When companies send you test samples, they typically didn't cure it properly... ie. Anajet go out of there way to send you perfect print, just to sell you there machine, but I will say that printing white with anajet is worse experience you will ever have, yes some "people" say great machine but in the corner of the room they snicker how machine does have many big flaws.

It all depends how your pricing and printing structure is done, I for instance base myself as a wholesale garment printer and do larger volumes at lower prices but make my money buy doing a ton of shirts instead of 1 shirt. I never get onsies and always get order of 12 20 50 ect. to do basically because of way I have put myself out there. 

Main reason I will never do darks is, time consuming to do, high cost of inks, and I would have to sell darks double cost of a white or light garment and client will just turn around and say, well a scrrenrpinter will do far cheaper... and for that I don't do darks.

White ink on machine is not there at all on any machine, funny thing is Brother new machine 781, is gonna even have issues with white ink because I talked to rep. about it.

I also will state, I switched to a Brother machine from Anajet and print quality is far more superior, colors are always accurate and it is far better made machine than Anajet.

I use to do contract work for a guy and cali and he gave up on me because of Anajet, than he saw on myspace is shirt redone on Brother and he wanted a sh*t load of shirts because he was blown away with the results I was getting on Brother, compared to Anajet.

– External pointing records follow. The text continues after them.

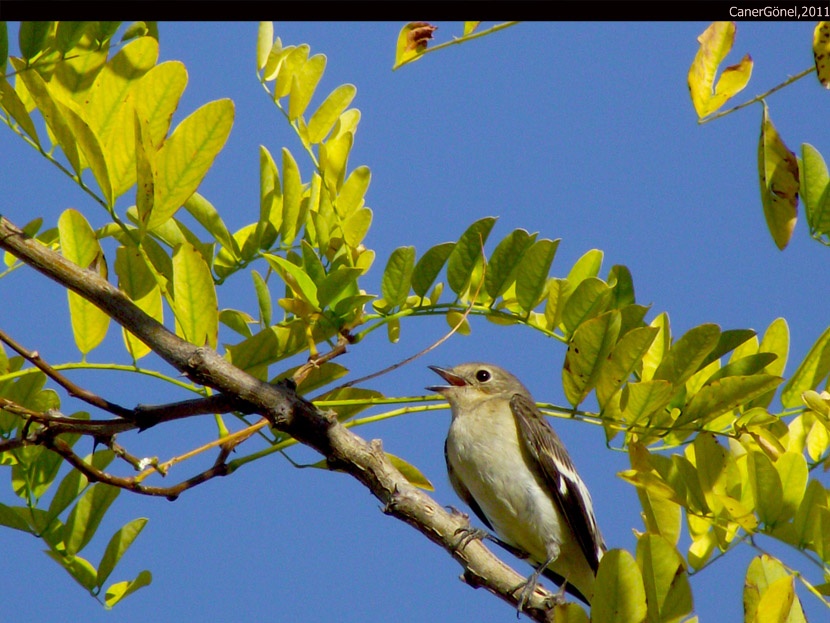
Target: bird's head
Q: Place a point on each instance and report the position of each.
(470, 383)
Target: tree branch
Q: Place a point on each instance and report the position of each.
(287, 412)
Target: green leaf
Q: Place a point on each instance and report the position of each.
(667, 589)
(352, 395)
(86, 515)
(324, 118)
(458, 321)
(587, 353)
(815, 190)
(237, 320)
(745, 366)
(626, 355)
(292, 196)
(429, 266)
(32, 38)
(74, 483)
(157, 97)
(622, 284)
(559, 291)
(117, 547)
(185, 158)
(688, 353)
(197, 310)
(646, 397)
(397, 276)
(810, 372)
(265, 39)
(80, 246)
(263, 296)
(722, 395)
(318, 377)
(533, 273)
(296, 278)
(778, 174)
(10, 101)
(139, 283)
(588, 300)
(586, 266)
(619, 594)
(766, 487)
(338, 283)
(793, 472)
(303, 85)
(267, 346)
(504, 262)
(120, 590)
(79, 568)
(466, 253)
(410, 472)
(270, 200)
(728, 341)
(350, 197)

On the Brother the Black in machine and High lights were spot on, while Anajet Black were a process black that looked cyan and high lights were muddy.


----------



## cdes (Jul 10, 2008)

I bought an Anajet this week and set it up yesterday. My first job was a 4-color print on a yellow shirt. They came out great. Customer was impressed with the output. So, that made me happy and I see this as a profitable venture. Since white is too much of a hassle for a one-man shop I will not use the white ink option. Maybe that process will improve down the pike.


----------



## mrbigjack50 (Jun 9, 2008)

I hope you don't got grey cart. I sold mine after thing stop telling me it was out : )
Maybe Anajet impoved machine since I had it but sure will print awesome for a few weeks, than it will get head issues, bad prints ect.
Do not put white ink in machine unless you use it everyday, that is what anajet told me


----------



## DAGuide (Oct 2, 2006)

This is just my opinion... but if you have any doubt about a printer, then you need to see every step (i.e. getting the printer ready, pretreating - curing, graphic alteration, ripping, curing, cleaning / maintenance of printer,...). The bottom line, any printer with white ink is going to have more challenges than a CMYK only printer. I know plenty of people that run just CMYK inks in the printer because white ink did not work with their business model. So much marketing has been placed on having to print white ink that it is ingrained in most people. I am not saying that everyone should not print white ink... but that you should really do a good business analysis to determine whether it will be profitable for your business. For example, I spoke with a company in Hawaii that says 80% of the market where dark shirt. He bought a white ink printer and after 6 months, runs the printer as Dual CMYK. For this business, the extra hassle with white ink (pretreating, maintenance, head cleaning,...) was not worth it to keep in his printer full time. This does not mean that if there is not a profitable job that comes buy that they will not load the white ink and print the job... they will when it is worth the time / effort. And by the way, they have a closed ink system with an automatic pretreater. So he has the bells & whistles for an Epson-based dtg printer.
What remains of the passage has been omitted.